To charge the Siri Remote, connect the USB end of the cable to a power source, such an iPhone, iPad or iPod touch charger. You can also use a computer or a USB charger that plugs directly into an outlet. Virtually any power source will work. Make sure to check the charging port and cable for dust, pocket lint or any other debris before connecting the lightning end of the connector to your Siri Remote.
Unlike an iPhone, which is capable of rapid charging (which can shorten the battery’s lifespan), the Siri Remote can only charge at one current. The Siri Remote uses a Texas Instruments BQ24250C battery charging integrated circuit. This charging circuit has programmatic charge current level. This means that Apple sets the amperage for charging the Siri Remote. It doesn’t matter if you use an iPad or iPhone charger. Your Siri Remote will charge at the correct current.
The current does fluctuate in a few cases. If your Siri Remote’s battery is completely drained, the charging IC will boost the current so that the remote can function immediately. Apple could also change the firmware to alter the charging current. Regardless of firmware settings, the charging IC is designed to prevent the battery from overheating.
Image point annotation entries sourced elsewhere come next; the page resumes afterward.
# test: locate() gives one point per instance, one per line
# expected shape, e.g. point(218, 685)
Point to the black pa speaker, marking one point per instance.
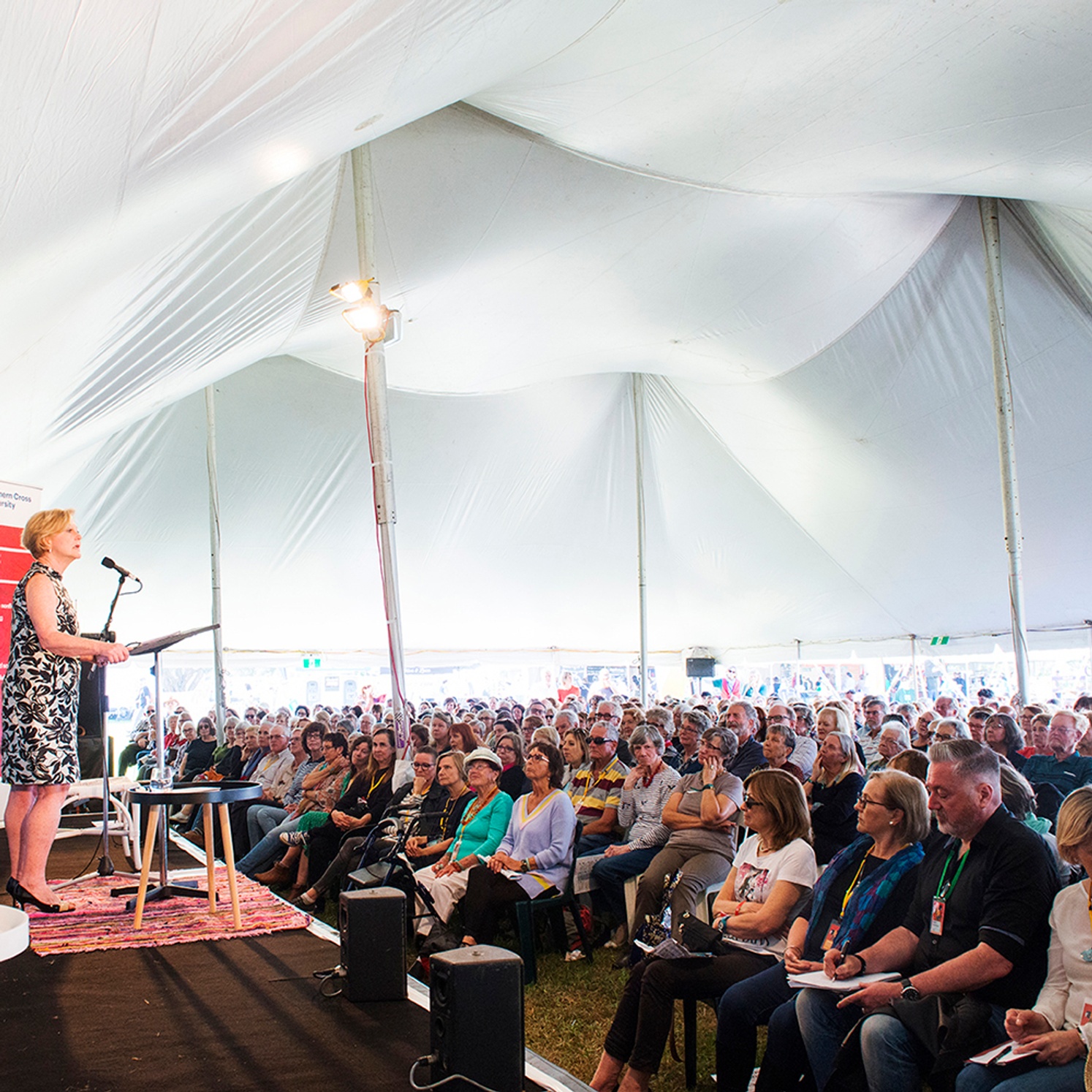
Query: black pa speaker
point(477, 1018)
point(374, 945)
point(93, 707)
point(700, 667)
This is a feature I’d love to see in the iPhone’s charging IC. According to the Texas Instruments BQ24250C documentation:
“an internal control loop monitors the IC junction temperature and reduces the charge current if the internal temperature threshold is exceeded. Additionally, a voltage-based battery pack thermistor monitoring input (TS) is included that monitors battery temperature for safe charging.”
This seems to be the case, as I’ve never experienced a warm Siri Remote while charging. That’s not true of the iPhone. If you charge an iPhone with an iPad charger, it will get warm, and that’s bad for the battery. I know people debate this, but it’s a fact. It can be proven with a thermometer, but people still feel the need to debate this fact.
According to Apple, it takes about two and a half hours to fully charge the remote. I’ve personally found it to take longer. The battery icon on the Remotes and Devices screen displays a lightning bolt icon when the Siri Remote is charging. You can check the charge status by going to Settings > Remotes and Devices > Remote.
It may be a good idea to set Apple TV’s sleep timer to the lowest value before plugging in the charger. You can do this by going to Settings > General > Sleep After on your Apple TV. Whenever I charge my Siri Remote, it always turns on my Apple TV. Since Apple TV will consume power and network bandwidth when it’s on, it’s best to turn it off while charging the remote. Of course, you can charge your remote and use your Apple TV at the same time, even if your remote is charging in a different room. Let’s take a look at how to do this.
Use Remote App While Siri Remote is Charging
Apple’s Remote App has been around for almost a decade. It was originally intended to control iTunes, but was eventually updated to support Apple TV. Several months after Apple TV 4 launched, Apple finally updated the app to work with the new TV appliance. It even works with Siri and features a gaming mode with game-specific controls. You can download and install the Remote App from the App Store. It’s completely free.
It’s also possible to use just about any remote with Apple TV. Go to Settings > Remotes and Devices > Learn Remote for more information. This will work with just about any remote, including the aluminum Apple Remote. My old Apple Remote actually worked with my new Apple TV, without any additional configuration. Of course, it isn’t as capable as the Siri Remote. At best, you can navigate menus, launch apps and control media playback. That may be sufficient as you wait for your Siri Remote to charge.